This document explains the architecture of the Media Manager Service and Transcoder Service which are components of the Universal-Inbox within ICEBERG. The Media Manager service allows access to mail related mime types by heterogeneous devices accross any mail protocol through the transcoding of data. The Transcoder Service is used to perform data transformations of audio and text.
Papers
"Automatic Content Extraction for VoiceMail" "Enabling Context-Aware Services in Ninja: Demonstrating A Discoverable Media Mail Service"The Media Manager service is implemented as a Ninja iSpace service. Its purpose is to handle mail related mime types along with our own mime attribute extensions, across any mail protocol. The Media Manager implements the Media Manager interface. It receives requests from clients and in turn accesses the Mail Access interface. It optionally uses the Transcoder service to perform transformations on content objects. Users access their mail with calls to the Media Manager. These calls will access all mail across all the mail protocols a user wishes to use. The components of the Media Manager are the Media Manager interface, the Mail Access interface, the mail protocol table, the folder store, media messages, and content objects.
The Media Manager interface exports four methods: getFolders, getList, getMessage, and getMessageContent. getFolders returns the names of all folders for a given user across mail protocols. getList retrieves a specified number of messages from a given folder. getMessage retrieves a specified message, and getMessageContent retrieves a specified message part as a specified mime type.
The above methods access the Mail Access interface and call getMAFolders, getMAList, getMAMessage, and getMAMessageContent respectively. This interface may be implemented for any mail protocol- i.e. NinjaMail, POP, and IMAP. Currently only NinjaMail Access is implemented. For demonstrating the Media Manager with Ninja Mail Access we have populated a Ninja MailStore with a test set of email and voice mail.
The mail protocol table stores an instance of all the mail protocols that are currently implemented on behalf of the Media Manager and is loaded when the Media Manager starts. When a client makes a request the mail protocol table is consulted to get an instance of the desired mail protocol. Then the query is made on that instance. In some cases the folder store may be consulted. The folder store contains records of every protocol where a user has mail folders. For example, a user may want to get a list of all their mail folders. The folder store is the only persistent data in the Media Manager. This data could be stored in a distrib uted hash table on a Distributed Data Structure platform. Currently, it must be maintained by an administrator.
Media messages are simplified versions of regular mail messages and are meant to be used with simpler clients. Only a few headers are handled and only one level of mime parts is supported. In other words, attachments within attachments are not handled. Each media message has a unique identifier called a mediaref which contains the name of the protocol and the unique identifier within that protocol. Each part of a media message is identified by its contentid. In order to avoid transferring unnecessary data, contentids and mediarefs are passed unless content is specifically requested.

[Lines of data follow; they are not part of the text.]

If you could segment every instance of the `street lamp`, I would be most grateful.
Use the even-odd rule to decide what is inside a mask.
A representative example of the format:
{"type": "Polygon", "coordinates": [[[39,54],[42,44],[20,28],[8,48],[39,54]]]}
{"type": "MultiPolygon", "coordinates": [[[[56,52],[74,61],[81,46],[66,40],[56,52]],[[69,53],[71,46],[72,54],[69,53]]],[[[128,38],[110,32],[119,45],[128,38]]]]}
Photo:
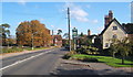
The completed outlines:
{"type": "Polygon", "coordinates": [[[75,28],[72,30],[72,37],[73,37],[74,50],[76,50],[78,30],[75,28]]]}
{"type": "Polygon", "coordinates": [[[35,34],[37,32],[32,33],[32,50],[33,50],[33,35],[35,34]]]}

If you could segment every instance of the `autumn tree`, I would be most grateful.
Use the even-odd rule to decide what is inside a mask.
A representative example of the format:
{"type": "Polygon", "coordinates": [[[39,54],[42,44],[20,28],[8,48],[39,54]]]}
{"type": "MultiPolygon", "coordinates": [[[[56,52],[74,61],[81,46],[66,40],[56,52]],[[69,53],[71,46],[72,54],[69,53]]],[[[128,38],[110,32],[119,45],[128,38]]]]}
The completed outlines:
{"type": "Polygon", "coordinates": [[[58,35],[60,35],[62,33],[62,30],[58,30],[58,35]]]}
{"type": "Polygon", "coordinates": [[[38,20],[21,22],[17,28],[17,43],[19,45],[47,46],[50,41],[50,31],[38,20]]]}

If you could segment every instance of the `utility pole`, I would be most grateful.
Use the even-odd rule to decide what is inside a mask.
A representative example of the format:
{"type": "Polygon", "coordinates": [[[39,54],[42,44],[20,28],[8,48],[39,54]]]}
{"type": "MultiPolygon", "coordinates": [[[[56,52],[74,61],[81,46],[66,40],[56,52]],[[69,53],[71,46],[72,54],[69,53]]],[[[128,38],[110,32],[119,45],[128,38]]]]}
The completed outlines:
{"type": "Polygon", "coordinates": [[[70,36],[70,9],[68,8],[68,25],[69,25],[69,43],[70,43],[70,52],[71,52],[71,36],[70,36]]]}
{"type": "Polygon", "coordinates": [[[32,50],[33,50],[33,33],[32,33],[32,50]]]}

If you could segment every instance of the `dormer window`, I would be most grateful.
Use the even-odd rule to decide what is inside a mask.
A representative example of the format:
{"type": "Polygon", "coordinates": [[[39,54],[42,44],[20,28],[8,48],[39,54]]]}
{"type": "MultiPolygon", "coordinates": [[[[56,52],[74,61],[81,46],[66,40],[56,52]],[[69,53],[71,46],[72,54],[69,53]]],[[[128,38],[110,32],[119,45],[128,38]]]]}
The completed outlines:
{"type": "Polygon", "coordinates": [[[113,26],[113,30],[117,30],[117,26],[113,26]]]}

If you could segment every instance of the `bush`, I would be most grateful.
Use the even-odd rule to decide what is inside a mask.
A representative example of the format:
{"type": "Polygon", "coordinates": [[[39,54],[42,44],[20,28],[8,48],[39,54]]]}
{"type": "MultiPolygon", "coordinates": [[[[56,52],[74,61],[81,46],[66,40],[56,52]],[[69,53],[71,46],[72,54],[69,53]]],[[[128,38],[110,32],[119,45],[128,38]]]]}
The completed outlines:
{"type": "Polygon", "coordinates": [[[74,54],[76,54],[76,52],[71,51],[71,52],[69,52],[68,54],[65,54],[62,58],[69,59],[69,58],[70,58],[72,55],[74,55],[74,54]]]}
{"type": "Polygon", "coordinates": [[[89,58],[89,57],[85,57],[82,59],[82,62],[99,62],[96,58],[89,58]]]}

The parts of a message are referred to as content objects and are specified by their contentids. Each content object has a mime type. The Media manager supports text, audio, and multipart mime types. In addition we have our own mime attribute extensions; skimmed audio, text summary, transcript, outline, and audio summary. By passing a contentid and the desired mime type to the getMessageContent() method, a client may have a content object returned as a particular mime type. The Transcoder service does the actual transcoding. This is useful for clients who do not have speakers, for example, and need their audio content displayed as text.
The Transcoder Service is a Ninja iSpace service which transforms data. It is responsible for transforming data into plain text, transcript, text summary, text outline, plain audio, audio summary, gsm audio, gsm summary, and skimmed audio. Transcript represents content that has been generated by doing speech recognition. Text summary represents automatic text summarization done by extracting the emphasized words found using pitch detection and key words found using natural language processing, NLP. Outline organizes a text summary into an outlined form, which is generated by using the talk spurts of the audio file. Plain audio may represent original audio or that which has been synthesized from a text email. Audio summary is audio generated from the text summary. Skimmed audio is audio that has had all pauses removed.
The basic transformations from speech to text and text to speech use programs developed with IBM's speech recognizer and synthesizer software development kit, ViaVoice. We used the Speech Recognition Control Language (SRCL) to define a grammar which recognizes names and phone numbers for the text summaries. The SRCL also has an annotation feature which allows key words and phrases to be tagged when the grammar is defined. Both the annotation and recognized phrase are returned to the application. This simplifies the task of parsing of the results for meaningful information. In order to set our input and output sources to and from the speech engine, we also created a custom audio library.